Loading modules: [ ld.so.1 libumem.so.1 libc.so.1 ]
Cool, ABRT in mdb too. Now on to the interesting part. Run the ::stack dcmd and find the hostname that was sent to getipnodebyname.
> ::stack
libc.so.1`_lwp_kill+0xa()
libc.so.1`raise+0x20(6)
libumem.so.1`umem_do_abort+0x44()
0xfffffd7ffec48065()
libumem.so.1`process_free+0xa0(59e810, 1, 0)
libumem.so.1`umem_malloc_free+0x1d(59e810)
libnsl.so.1`__IPv6_cleanup+0x25(5877c0)
libnsl.so.1`getipnodebyname+0x115(fffffd7fffdff420, 1a, 8007, fffffd7fffdff53c)
libsocket.so.1`get_addr+0x10a(0, 5409e8, fffffd7fffdff5f0, fffffd7fffdff5f0, 0, 0)
libsocket.so.1`_getaddrinfo+0x2a4(5409e8, 0, fffffd7fffdff700, fffffd7fffdff6f8, 0)
libsocket.so.1`getaddrinfo+0x20(5409e8, 0, fffffd7fffdff700, fffffd7fffdff6f8)
libapr-1.so.0.5.1`call_resolver.isra.0+0x65()
ap_set_listener+0x1bf()
invoke_cmd+0x61d()
ap_walk_config+0xaf()
ap_process_config_tree+0xc0()
main+0x6a6()
_start+0x6c()
> fffffd7fffdff420::dump
\/ 1 2 3 4 5 6 7 8 9 a b c d e f v123456789abcdef
fffffd7fffdff420: 3a3a00ff 7ffdffff 3eb33bff 7ffdffff ::……>.;…..
See the first two bytes of the string? In hexidecimal it’s 3a3a. getipnodebyname appears to be failing while trying to look up “::”. A double colon is shorthand in IPv6 that means the equivolent of 0.0.0.0 in IPv4.
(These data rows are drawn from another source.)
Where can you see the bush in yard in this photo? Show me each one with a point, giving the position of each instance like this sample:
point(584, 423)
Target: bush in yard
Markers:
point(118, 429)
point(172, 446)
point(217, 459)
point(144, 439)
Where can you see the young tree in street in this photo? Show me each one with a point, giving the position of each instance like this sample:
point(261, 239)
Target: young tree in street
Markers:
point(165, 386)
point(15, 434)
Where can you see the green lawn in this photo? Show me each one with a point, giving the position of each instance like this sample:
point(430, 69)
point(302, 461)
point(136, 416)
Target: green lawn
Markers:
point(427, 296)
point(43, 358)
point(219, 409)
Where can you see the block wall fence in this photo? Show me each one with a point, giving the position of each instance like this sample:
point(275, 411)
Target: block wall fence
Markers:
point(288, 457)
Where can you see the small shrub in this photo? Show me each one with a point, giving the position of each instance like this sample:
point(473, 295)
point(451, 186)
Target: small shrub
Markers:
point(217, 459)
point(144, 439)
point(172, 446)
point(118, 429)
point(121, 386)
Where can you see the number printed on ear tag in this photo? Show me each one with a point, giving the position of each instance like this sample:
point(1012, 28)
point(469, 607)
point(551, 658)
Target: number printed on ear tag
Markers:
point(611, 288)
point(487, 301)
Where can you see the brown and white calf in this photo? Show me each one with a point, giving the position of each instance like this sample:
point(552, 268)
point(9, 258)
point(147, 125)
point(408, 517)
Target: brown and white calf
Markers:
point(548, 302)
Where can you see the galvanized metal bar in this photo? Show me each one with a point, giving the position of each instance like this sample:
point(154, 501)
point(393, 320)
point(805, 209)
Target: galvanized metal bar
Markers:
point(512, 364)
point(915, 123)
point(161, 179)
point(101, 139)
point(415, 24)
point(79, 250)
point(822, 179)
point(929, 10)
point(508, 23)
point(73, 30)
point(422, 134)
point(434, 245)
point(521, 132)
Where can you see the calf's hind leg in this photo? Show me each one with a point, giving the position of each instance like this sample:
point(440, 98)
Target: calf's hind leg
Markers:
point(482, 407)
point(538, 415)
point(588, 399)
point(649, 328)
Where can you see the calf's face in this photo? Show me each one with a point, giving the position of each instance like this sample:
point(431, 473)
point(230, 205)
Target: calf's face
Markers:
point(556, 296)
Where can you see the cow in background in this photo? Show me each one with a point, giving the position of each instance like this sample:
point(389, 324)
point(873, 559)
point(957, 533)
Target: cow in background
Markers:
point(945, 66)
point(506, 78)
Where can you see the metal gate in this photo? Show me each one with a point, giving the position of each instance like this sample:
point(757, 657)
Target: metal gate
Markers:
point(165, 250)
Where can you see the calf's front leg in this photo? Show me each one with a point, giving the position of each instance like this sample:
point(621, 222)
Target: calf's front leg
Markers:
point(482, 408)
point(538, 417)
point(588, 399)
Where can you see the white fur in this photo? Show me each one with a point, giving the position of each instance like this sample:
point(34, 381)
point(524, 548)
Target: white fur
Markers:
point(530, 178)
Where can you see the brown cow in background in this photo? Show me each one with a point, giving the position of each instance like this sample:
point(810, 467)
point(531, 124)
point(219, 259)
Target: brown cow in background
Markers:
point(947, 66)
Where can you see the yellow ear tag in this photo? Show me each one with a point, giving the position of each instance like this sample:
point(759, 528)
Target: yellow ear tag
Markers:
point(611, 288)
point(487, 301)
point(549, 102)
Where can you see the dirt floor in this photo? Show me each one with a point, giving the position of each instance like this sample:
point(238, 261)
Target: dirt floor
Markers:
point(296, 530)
My next thought was to disable the IPv6 interface to see if that made any difference. First run ipadm show-addr to find any IPv6 addresses.
[root@megaman /opt/local/sbin]# ipadm show-addr
ADDROBJ TYPE STATE ADDR
lo0/_a static ok 127.0.0.1/8
net0/_a from-gz ok 192.168.1.201/24
lo0/_b static ok ::1/64
Ah, an IPv6 localhost entry. Disable the IPv6 interface lo0/_b.
[root@megaman /opt/local/sbin]# ipadm disable-addr -t lo0/_b
Test apache again.
[root@megaman /opt/local/sbin]# ./httpd
It works! No abort and the daemon started without trouble. svcadm enable apache also worked without a problem.
Obviously, disabling IPv6 is decidedly not a permanent solution. A few months from now if httpd dies again, I don’t want to be scratching my head trying to remember what could be causing it. This is a good example of Technical Debt. Trading long term difficulties for short term “just getting it to work”. Best avoided.
Luckily, this httpd daemon is running a simple web application that’s trivial to migrate to a new smart machine. After a simple imgadm import and vmadm create, I had a brand new zone. It just took a few minutes to migrate the application to it (now with LZ4 compression!).